30 Desember 2024
12:33 WIB
Harga Minyak Mentah Stabil Di Tengah Berbagai Risiko
Harga minyak mentah atau crude oil stabil di tengah risiko tahun 2025. Pasar juga menanti data ekonomi dari China dan Amerika Serikat pada akhir pekan ini.
Editor: Fin Harini
Ilustrasi rig minyak. Shutterstock/James Jones Jr
JAKARTA – Harga minyak mentah atau crude oil stabil karena para pedagang fokus pada risiko tahun 2025, mulai dari pasokan yang melimpah hingga pemerintahan Trump yang tidak dapat diprediksi. Pasar juga menanti data ekonomi dari China dan Amerika Serikat pada akhir pekan ini untuk menilai pertumbuhan di dua konsumen minyak terbesar di dunia tersebut.
Dikutip dari Business Standard, harga minyak tergelincir lebih rendah pada Senin dalam perdagangan yang sepi menjelang akhir tahun saat para pedagang menunggu lebih banyak data ekonomi dari Tiongkok dan Amerika Serikat.
Harga minyak mentah berjangka Brent turun 6 sen menjadi US$74,11 per barel pada 0111 GMT sementara kontrak Maret yang lebih aktif berada di US$73,73 per barel, turun 6 sen.
Sementara itu, harga minyak mentah West Texas Intermediate AS turun 8 sen menjadi US$70,52 per barel.
Dikutip dari Bloomberg, terdapat ekspektasi luas pasar akan mengalami kelebihan pasokan pada tahun depan, yang kemungkinan akan mempersulit OPEC dan sekutunya untuk menghidupkan kembali produksi yang menganggur.
Baca Juga: SKK Migas Pede Lifting Minyak 2025 Tercapai
Minyak mentah sedang menuju kerugian tahun ini, dengan perdagangan terbatas pada kisaran sempit sejak pertengahan Oktober.
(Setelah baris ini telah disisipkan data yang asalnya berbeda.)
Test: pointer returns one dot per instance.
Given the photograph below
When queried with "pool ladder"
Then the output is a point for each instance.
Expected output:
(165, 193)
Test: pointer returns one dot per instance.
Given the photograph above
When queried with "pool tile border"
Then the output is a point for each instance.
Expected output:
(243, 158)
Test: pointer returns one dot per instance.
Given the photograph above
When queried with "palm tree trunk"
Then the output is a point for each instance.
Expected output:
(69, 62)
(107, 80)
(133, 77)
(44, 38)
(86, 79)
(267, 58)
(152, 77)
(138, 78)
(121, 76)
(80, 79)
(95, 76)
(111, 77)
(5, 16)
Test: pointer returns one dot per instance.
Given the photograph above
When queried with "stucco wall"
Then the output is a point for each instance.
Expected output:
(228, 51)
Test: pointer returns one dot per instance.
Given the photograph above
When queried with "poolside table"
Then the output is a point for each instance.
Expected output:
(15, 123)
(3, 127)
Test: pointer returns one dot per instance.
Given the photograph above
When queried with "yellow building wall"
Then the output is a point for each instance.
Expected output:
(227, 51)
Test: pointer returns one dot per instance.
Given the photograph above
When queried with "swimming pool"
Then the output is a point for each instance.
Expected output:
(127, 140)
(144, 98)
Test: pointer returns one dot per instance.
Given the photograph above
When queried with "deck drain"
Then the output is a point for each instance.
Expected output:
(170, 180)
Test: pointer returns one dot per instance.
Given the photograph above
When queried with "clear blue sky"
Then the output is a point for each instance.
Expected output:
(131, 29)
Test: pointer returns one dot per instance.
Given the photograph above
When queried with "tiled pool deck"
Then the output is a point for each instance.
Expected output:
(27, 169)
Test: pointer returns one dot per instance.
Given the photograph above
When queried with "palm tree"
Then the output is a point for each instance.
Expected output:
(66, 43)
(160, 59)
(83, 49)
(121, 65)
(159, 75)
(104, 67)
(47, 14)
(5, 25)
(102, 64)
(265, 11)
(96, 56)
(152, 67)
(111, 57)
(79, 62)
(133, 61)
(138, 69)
Pasar telah diterpa oleh sinyal-sinyal bullish dan bearish, termasuk permusuhan yang terus-menerus terjadi di Timur Tengah dan kekhawatiran seputar permintaan China, importir minyak terbesar di dunia.
Tindakan Presiden terpilih Donald Trump setelah ia menjabat bulan depan akan membuat pasar tetap waspada. Trump telah mengeluarkan ancaman bakal mengenakan tarif terhadap produsen minyak Kanada dan Meksiko, sementara penasihat keamanan nasional yang dipilihnya berjanji akan memberikan “tekanan maksimum” terhadap Iran.
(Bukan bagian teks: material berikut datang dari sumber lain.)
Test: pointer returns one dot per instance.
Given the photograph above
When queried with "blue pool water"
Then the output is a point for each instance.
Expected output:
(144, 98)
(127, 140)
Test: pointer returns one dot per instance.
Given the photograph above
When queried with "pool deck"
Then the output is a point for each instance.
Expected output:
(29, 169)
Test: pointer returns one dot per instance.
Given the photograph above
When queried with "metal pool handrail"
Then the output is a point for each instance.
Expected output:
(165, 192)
“Topik terbesar di pasar adalah arah kebijakan Trump pada masa jabatan kedua,” kata Kim Kwangrae, analis komoditas di Samsung Futures Inc.
OPEC+ mungkin melewatkan waktunya untuk memulihkan produksi yang menganggur, mengingat prospek pasokan yang melimpah dan permintaan yang melambat.
Perekonomian China
Kedua kontrak Brent dan WTI naik sekitar 1,4% pada minggu lalu didukung oleh penurunan persediaan minyak mentah AS yang lebih besar dari perkiraan pada pekan yang berakhir 20 Desember karena penyulingan meningkatkan aktivitas dan musim liburan meningkatkan permintaan bahan bakar.
Kenaikan harga minggu lalu juga didukung oleh optimisme pertumbuhan ekonomi China tahun depan yang dapat meningkatkan permintaan dari negara pengimpor minyak mentah utama tersebut.
Baca Juga: Menteri Bahlil Sebut Intervensi Teknologi Dongkrak Produksi Migas
Untuk menghidupkan kembali pertumbuhan, otoritas China telah setuju untuk menerbitkan obligasi negara khusus senilai 3 triliun yuan (US$411 miliar) pada tahun 2025, menurut laporan Reuters pekan lalu.
Secara terpisah, Bank Dunia juga telah menaikkan perkiraan pertumbuhan ekonomi China pada tahun 2024 dan 2025, namun memperingatkan bahwa lemahnya kepercayaan rumah tangga dan bisnis, serta hambatan di sektor properti, akan terus membebani perekonomian negara ini di tahun depan.
Investor mengamati survei PMI pabrik China yang dijadwalkan pada hari Selasa dan survei ISM AS untuk bulan Desember yang akan dirilis pada hari Jumat.